A Varese quasi duemila casi, più che a Milano città

Alessandra, paramedico dell’unità cure intensive dell’ospedale Circolo di Varese. ©AP PHOTO / Luca Bruno

Varese si conferma una delle zone più colpite in Italia dalla seconda ondata di Coronavirus. Oggi si sono registrati quasi duemila casi, esattamente 1.970, più dunque che a Milano città dove sono stati 1.144 (mentre nella città metropolitana sono stati in tutto 3.232).

Per quando riguarda le altre province a Monza si sono verificati 758 positivi, a Como 655, a Brescia 462, a Pavia 385, a Mantova 338, a Cremona 221, a Lecco 160, a Lodi 77 e a Sondrio 67.

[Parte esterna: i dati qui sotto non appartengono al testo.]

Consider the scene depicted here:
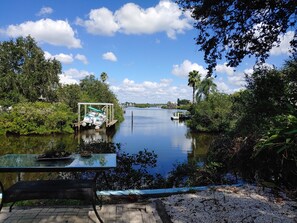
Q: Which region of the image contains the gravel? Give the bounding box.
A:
[157,185,297,223]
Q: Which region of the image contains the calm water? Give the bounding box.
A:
[113,108,213,176]
[0,108,213,184]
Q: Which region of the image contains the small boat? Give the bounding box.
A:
[171,111,190,120]
[171,112,180,120]
[82,106,106,129]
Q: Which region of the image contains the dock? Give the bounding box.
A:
[74,102,117,131]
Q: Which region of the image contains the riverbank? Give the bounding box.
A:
[0,184,297,223]
[155,185,297,223]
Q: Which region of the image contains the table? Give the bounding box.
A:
[0,153,116,222]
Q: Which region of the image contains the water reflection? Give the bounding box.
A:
[0,108,214,186]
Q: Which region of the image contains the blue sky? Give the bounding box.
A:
[0,0,293,103]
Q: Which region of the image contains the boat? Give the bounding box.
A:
[82,106,106,129]
[171,111,190,120]
[171,112,180,120]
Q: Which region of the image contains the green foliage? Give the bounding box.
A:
[196,77,217,102]
[254,115,297,187]
[0,36,61,107]
[188,93,232,132]
[0,102,75,135]
[210,60,297,188]
[188,70,201,104]
[177,0,297,74]
[57,84,82,113]
[79,75,124,122]
[75,141,163,190]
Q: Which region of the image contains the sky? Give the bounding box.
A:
[0,0,294,103]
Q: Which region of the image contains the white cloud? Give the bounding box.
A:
[270,31,295,56]
[4,19,81,48]
[110,78,192,103]
[36,7,54,16]
[44,51,88,64]
[102,52,118,62]
[228,73,246,87]
[171,60,207,78]
[76,0,192,39]
[216,63,234,75]
[59,68,92,84]
[44,51,73,64]
[75,54,89,64]
[76,8,119,36]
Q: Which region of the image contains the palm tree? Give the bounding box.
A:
[100,72,108,83]
[188,70,201,104]
[196,77,217,102]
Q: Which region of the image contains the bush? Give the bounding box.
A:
[0,102,76,135]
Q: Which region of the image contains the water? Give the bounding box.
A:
[113,108,213,176]
[0,108,214,185]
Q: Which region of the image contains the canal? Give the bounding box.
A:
[0,107,213,184]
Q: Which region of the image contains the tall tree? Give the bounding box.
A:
[100,72,108,83]
[0,36,61,106]
[196,77,217,102]
[178,0,297,74]
[188,70,201,104]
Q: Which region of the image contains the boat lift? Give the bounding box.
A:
[77,102,117,131]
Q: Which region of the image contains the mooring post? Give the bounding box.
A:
[131,111,133,132]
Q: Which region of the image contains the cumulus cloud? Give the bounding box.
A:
[75,54,89,64]
[102,52,118,62]
[76,0,192,39]
[36,7,54,16]
[76,8,119,36]
[44,51,88,64]
[270,31,295,56]
[59,68,92,84]
[216,63,234,75]
[110,78,191,103]
[44,51,73,64]
[171,60,207,78]
[4,19,81,48]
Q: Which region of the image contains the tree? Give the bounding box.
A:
[0,36,61,106]
[178,0,297,75]
[188,70,201,104]
[196,77,217,102]
[100,72,108,83]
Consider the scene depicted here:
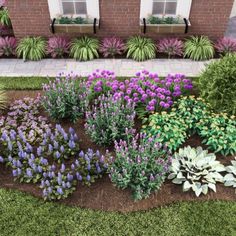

Se i numeri dei contagi a Varese aumentano, non fanno in egual misura i ricoveri in ospedale anche se l’azienda ospedaliera locale, Sette laghi, resta comunque quella con più pazienti d’Italia.

Al momento i ricoverati sono 597, ma nei giorni scorsi erano arrivati a 640. Troppo presto per tirare il fiato anche se la speranza è che il trend in discesa continui.

Sono leggermente diminuiti i pazienti anche al San Gerardo di Monza, altra struttura sotto pressione, dove i ricoveri sono 430. In questo caso però l’alleggerimento è dovuto soprattutto al trasferimento in altri ospedali.